A 41-year-old palliative care doctor in Berlin has been convicted of murdering 15 of his patients and sentenced to life in prison, cbsnews.com reports. The defendant, identified only as Johannes M. under German privacy law, killed 12 women and three men between September 2021 and July 2024.

According to the Berlin prosecutor's office, Johannes M. administered lethal combinations of sedatives to his patients without their knowledge or consent. "The latter paralyzed the respiratory muscles, leading to respiratory arrest and death within minutes," the prosecutor's office said in a statement. Prosecutors described him as having "a lust for murder" — a designation that also carries legal weight under German law.

On at least five occasions, he allegedly set fire to his victims' apartments to conceal the killings. One such attempt failed when the fire did not catch, prosecutors said.

Presiding judge Sylvia Busch noted at sentencing that the 15 convictions may represent only a fraction of his crimes. Prosecutors said during proceedings that he is suspected of having killed more than 70 additional people. Investigators initially examined four cases, but the number of suspicious deaths continued to grow throughout the inquiry.

The victims were all receiving care at the time of their deaths and ranged in age from 25 to 94. On 8 July 2024, Johannes M. allegedly killed a 75-year-old man at his home in Berlin's Kreuzberg district in the morning, then killed a 76-year-old woman in the neighbouring Neuköln district a few hours later.

On Monday, ahead of sentencing, Johannes M. told the court he had "killed people" and said, "I despair at myself." He added that he only now understood "the extent of the suffering" he had caused, the Frankfurter Allgemeine Zeitung reported. Prosecutors and police had previously stated that investigators found no motive beyond the act of killing itself.

Suspicions about Johannes M.'s activities were first raised by care services, prompting a police investigation. He was remanded in custody in August 2024. Prosecutors had sought a life sentence, additional measures to reduce the likelihood of early release, and a lifetime ban from practising medicine.

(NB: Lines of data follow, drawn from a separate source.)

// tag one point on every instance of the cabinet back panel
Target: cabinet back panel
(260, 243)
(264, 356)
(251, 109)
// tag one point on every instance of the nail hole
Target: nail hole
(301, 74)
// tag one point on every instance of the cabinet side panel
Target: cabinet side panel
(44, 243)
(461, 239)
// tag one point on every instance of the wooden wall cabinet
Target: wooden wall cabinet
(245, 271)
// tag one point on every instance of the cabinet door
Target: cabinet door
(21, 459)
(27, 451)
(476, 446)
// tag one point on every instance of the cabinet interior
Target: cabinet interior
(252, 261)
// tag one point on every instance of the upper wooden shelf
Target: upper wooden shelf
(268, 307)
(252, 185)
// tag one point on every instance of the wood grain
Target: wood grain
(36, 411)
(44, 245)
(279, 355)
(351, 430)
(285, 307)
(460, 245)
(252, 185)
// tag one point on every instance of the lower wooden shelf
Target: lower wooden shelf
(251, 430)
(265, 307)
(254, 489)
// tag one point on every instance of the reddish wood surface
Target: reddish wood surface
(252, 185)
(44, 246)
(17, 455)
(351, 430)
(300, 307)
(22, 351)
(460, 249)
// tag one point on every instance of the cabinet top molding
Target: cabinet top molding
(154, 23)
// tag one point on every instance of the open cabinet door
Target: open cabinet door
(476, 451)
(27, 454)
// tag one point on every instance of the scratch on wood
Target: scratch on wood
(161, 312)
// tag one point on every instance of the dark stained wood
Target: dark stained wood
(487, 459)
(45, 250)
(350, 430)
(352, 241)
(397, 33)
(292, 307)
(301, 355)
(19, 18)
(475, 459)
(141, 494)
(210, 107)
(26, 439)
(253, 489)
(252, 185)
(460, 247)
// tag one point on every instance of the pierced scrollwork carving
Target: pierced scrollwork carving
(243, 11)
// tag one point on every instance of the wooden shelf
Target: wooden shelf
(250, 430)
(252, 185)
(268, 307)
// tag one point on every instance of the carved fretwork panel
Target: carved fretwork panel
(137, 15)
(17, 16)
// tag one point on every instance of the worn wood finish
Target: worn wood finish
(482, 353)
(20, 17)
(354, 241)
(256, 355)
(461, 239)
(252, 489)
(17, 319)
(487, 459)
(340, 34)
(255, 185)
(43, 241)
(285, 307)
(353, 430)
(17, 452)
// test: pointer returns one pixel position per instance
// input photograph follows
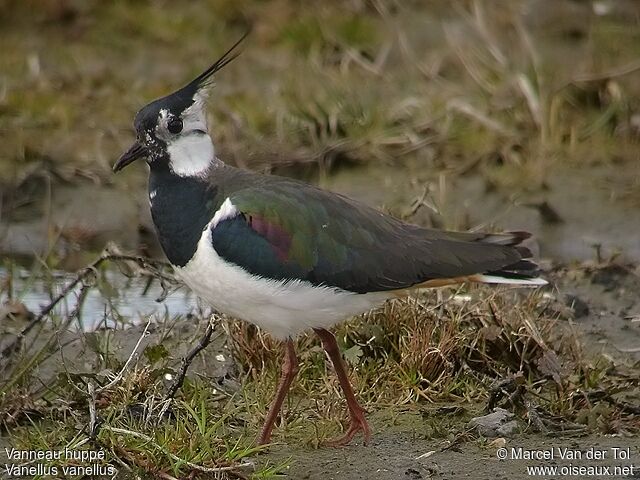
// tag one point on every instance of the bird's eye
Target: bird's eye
(174, 125)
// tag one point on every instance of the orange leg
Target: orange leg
(356, 412)
(289, 371)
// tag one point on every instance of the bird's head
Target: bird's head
(172, 131)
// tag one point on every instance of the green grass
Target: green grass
(460, 348)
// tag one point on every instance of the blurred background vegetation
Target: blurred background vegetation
(521, 114)
(392, 102)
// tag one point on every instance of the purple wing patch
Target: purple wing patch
(279, 239)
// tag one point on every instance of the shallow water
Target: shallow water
(115, 298)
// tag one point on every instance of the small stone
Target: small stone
(579, 306)
(499, 423)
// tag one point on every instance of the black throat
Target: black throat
(180, 207)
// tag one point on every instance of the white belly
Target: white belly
(282, 308)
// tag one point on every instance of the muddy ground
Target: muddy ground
(579, 197)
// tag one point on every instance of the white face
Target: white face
(191, 151)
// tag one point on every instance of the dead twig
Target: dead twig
(151, 267)
(204, 341)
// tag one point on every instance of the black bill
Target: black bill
(134, 153)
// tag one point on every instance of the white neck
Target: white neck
(191, 155)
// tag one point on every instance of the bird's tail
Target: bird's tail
(524, 272)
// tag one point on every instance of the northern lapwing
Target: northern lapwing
(288, 256)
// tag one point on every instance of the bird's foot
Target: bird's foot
(358, 423)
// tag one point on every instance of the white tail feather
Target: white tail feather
(526, 282)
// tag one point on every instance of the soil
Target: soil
(587, 225)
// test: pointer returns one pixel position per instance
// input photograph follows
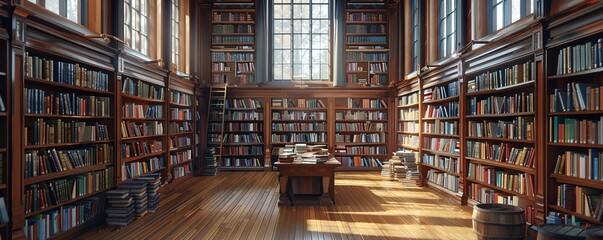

According to German media, Johannes M. wrote his doctoral thesis on homicides, opening the paper with the question, "Why do people kill?"

The case has drawn comparisons to two other high-profile German medical killing cases. Nurse Niels Hoegel was jailed for life in 2019 for murdering 85 hospital patients with lethal injections between 2000 and 2005. In a separate case, a palliative care nurse was sentenced to life in November for the murder of 10 patients and the attempted murder of 27 others. Last year, German police also announced they were investigating another doctor suspected of killing several mainly elderly patients.